Download Semantic Search demo

This package lets new users try and evaluate the semantic search functionality on their data, privately.

No connection to the internet is needed for the operation.

Hardware requirements
recommended: Intel Core i7 or better, 10 GB RAM, 26 GB storage (SSD preferred)

You have two options to choose from:

Docker image
Virtual Appliance with the docker image already imported on an Ubuntu-based Linux operating system with a GUI.

Supported languages

ISO	Name	ISO	Name	ISO	Name
af	Afrikaans	ht	Haitian_Creole	pt	Portuguese
am	Amharic	hu	Hungarian	ro	Romanian
ar	Arabic	hy	Armenian	ru	Russian
as	Assamese	id	Indonesian	rw	Kinyarwanda
az	Azerbaijani	ig	Igbo	si	Sinhalese
be	Belarusian	is	Icelandic	sk	Slovak
bg	Bulgarian	it	Italian	sl	Slovenian
bn	Bengali	ja	Japanese	sm	Samoan
bo	Tibetan	jv	Javanese	sn	Shona
bs	Bosnian	ka	Georgian	so	Somali
ca	Catalan	kk	Kazakh	sq	Albanian
ceb	Cebuano	km	Khmer	sr	Serbian
co	Corsican	kn	Kannada	st	Sesotho
cs	Czech	ko	Korean	su	Sundanese
cy	Welsh	ku	Kurdish	sv	Swedish
da	Danish	ky	Kyrgyz	sw	Swahili
de	German	la	Latin	ta	Tamil
el	Greek	lb	Luxembourgish	te	Telugu
en	English	lo	Laothian	tg	Tajik
eo	Esperanto	lt	Lithuanian	th	Thai
es	Spanish	lv	Latvian	tk	Turkmen
et	Estonian	mg	Malagasy	tl	Tagalog
eu	Basque	mi	Maori	tr	Turkish
fa	Persian	mk	Macedonian	tt	Tatar
fi	Finnish	ml	Malayalam	ug	Uighur
fr	French	mn	Mongolian	uk	Ukrainian
fy	Frisian	mr	Marathi	ur	Urdu
ga	Irish	ms	Malay	uz	Uzbek
gd	Scots_Gaelic	mt	Maltese	vi	Vietnamese
gl	Galician	my	Burmese	wo	Wolof
gu	Gujarati	ne	Nepali	xh	Xhosa
ha	Hausa	nl	Dutch	yi	Yiddish
haw	Hawaiian	no	Norwegian	yo	Yoruba
he	Hebrew	ny	Nyanja	zh	Chinese
hi	Hindi	or	Oriya	zu	Zulu
hmn	Hmong	pa	Punjabi
hr	Croatian	pl	Polish

Option A: Docker image

Download and getting started

Choose CPU or if you have a machine with GPU, choose the GPU (CUDA) version. GPU version is approximately 7x faster than the CPU version. The time saving of faster processing depends on the amount of data you want to index yourself.

For example, a transcript of 30-minute long conversation has been indexed in 3 seconds on GPU, and in 20 seconds on CPU.

For the Semantic search itself, the CPU version performs just as fast as the GPU version (tested on an index coming from 120 hours of audio transcripts).

Phonexia Semantic Search CPU docker image 6.35 GB

Download

Phonexia Semantic Search GPU docker image 8.57 GB

Download

Getting started with the docker image

The following Readme.md is part of the docker image too.

Semantic search

Phonexia’s text-embedding based semantic search project demo

Prerequisites

installed Docker
25 GB of free HDD space
8 GB of RAM
basic experience with using Docker images

Running in Docker

First you’ll need to load CPU/GPU image from provided tar file(s).

docker load --input phonexia_semantic_search_<cpu/cuda>_<hash>.tar.gz

Assuming that you have all the necessary data (textual documents) in the folder <your_data_directory> you may then mount it via -v <your_data_directory>:/home/data to /home/data folder in Docker container.

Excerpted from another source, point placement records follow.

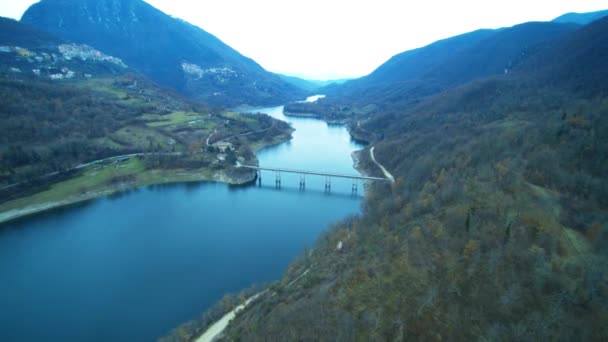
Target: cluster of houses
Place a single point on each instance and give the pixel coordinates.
(87, 53)
(220, 74)
(46, 62)
(223, 147)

We suggest to run the container in interactive (-it) mode to act as normal terminal.

docker run -it -v <your_data_directory>:/home/data phonexia_semantic_search_cpu

To run with GPU support use image with _cuda suffix together with --gpus all. This requires NVIDIA Container Toolkit as well properly setup NVIDIA driver.

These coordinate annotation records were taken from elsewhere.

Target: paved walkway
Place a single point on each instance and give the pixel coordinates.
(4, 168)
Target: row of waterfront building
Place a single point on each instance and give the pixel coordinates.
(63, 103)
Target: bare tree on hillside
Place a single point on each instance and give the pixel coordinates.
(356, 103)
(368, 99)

docker run -it --gpus all -v <your_data_directory>:/home/data phonexia_semantic_search_cuda

Functionality

For the purposes of this demo we propose using two scripts: indexer.py and searcher.py.

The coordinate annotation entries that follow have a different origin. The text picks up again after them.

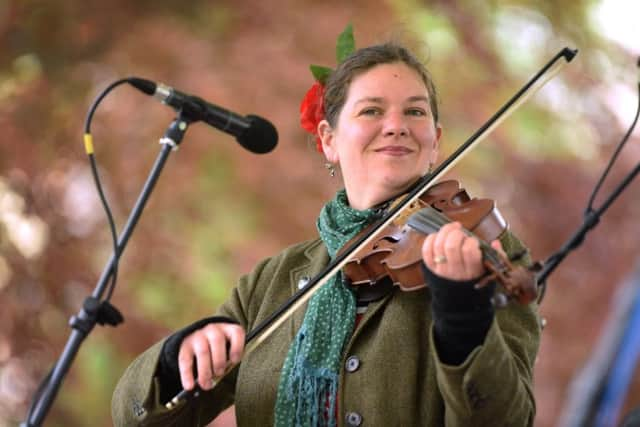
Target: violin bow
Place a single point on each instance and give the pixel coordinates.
(263, 330)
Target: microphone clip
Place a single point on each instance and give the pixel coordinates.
(175, 132)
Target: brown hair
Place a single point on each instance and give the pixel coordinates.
(337, 85)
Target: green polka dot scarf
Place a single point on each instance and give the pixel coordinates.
(309, 377)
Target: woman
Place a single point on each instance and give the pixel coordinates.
(433, 357)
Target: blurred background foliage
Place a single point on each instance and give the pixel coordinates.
(217, 209)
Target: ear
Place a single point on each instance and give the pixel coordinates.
(327, 136)
(436, 145)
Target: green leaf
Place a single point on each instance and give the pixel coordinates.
(320, 73)
(346, 44)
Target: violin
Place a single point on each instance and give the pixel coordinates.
(396, 253)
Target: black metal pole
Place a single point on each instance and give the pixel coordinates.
(86, 318)
(590, 220)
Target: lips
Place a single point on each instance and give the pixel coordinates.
(394, 150)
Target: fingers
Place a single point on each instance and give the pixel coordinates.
(452, 254)
(208, 348)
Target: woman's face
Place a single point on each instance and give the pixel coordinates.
(385, 137)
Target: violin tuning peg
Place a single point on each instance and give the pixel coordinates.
(499, 300)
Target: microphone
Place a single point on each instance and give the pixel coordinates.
(254, 133)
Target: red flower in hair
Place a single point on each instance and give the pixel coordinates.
(312, 111)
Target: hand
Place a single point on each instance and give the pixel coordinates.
(452, 254)
(209, 348)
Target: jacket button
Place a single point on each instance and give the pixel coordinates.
(353, 419)
(352, 364)
(303, 282)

indexer.py is intended to prepare semantic vector representation of presented text documents – so called index

searcher.py provides minimal command-line like UI for searching through the indexed documents

Indexing document collection

To test that indexing is working you may index some example data (copied from ISW ):

python3 indexer.py --document_list /home/example_data/example_isw_10_document_list.txt --output_index_root_dir /home/indices

Then you may identify the index folder on stdout: e.g. Output index directory: /home/indices/MODEL_1.0.0__DATA_example_isw_10_document_list.txt_TIME_2023-04-19--13-46-24--360

This folder is important, because it’s used as an input for searcher.py script that does actual searching.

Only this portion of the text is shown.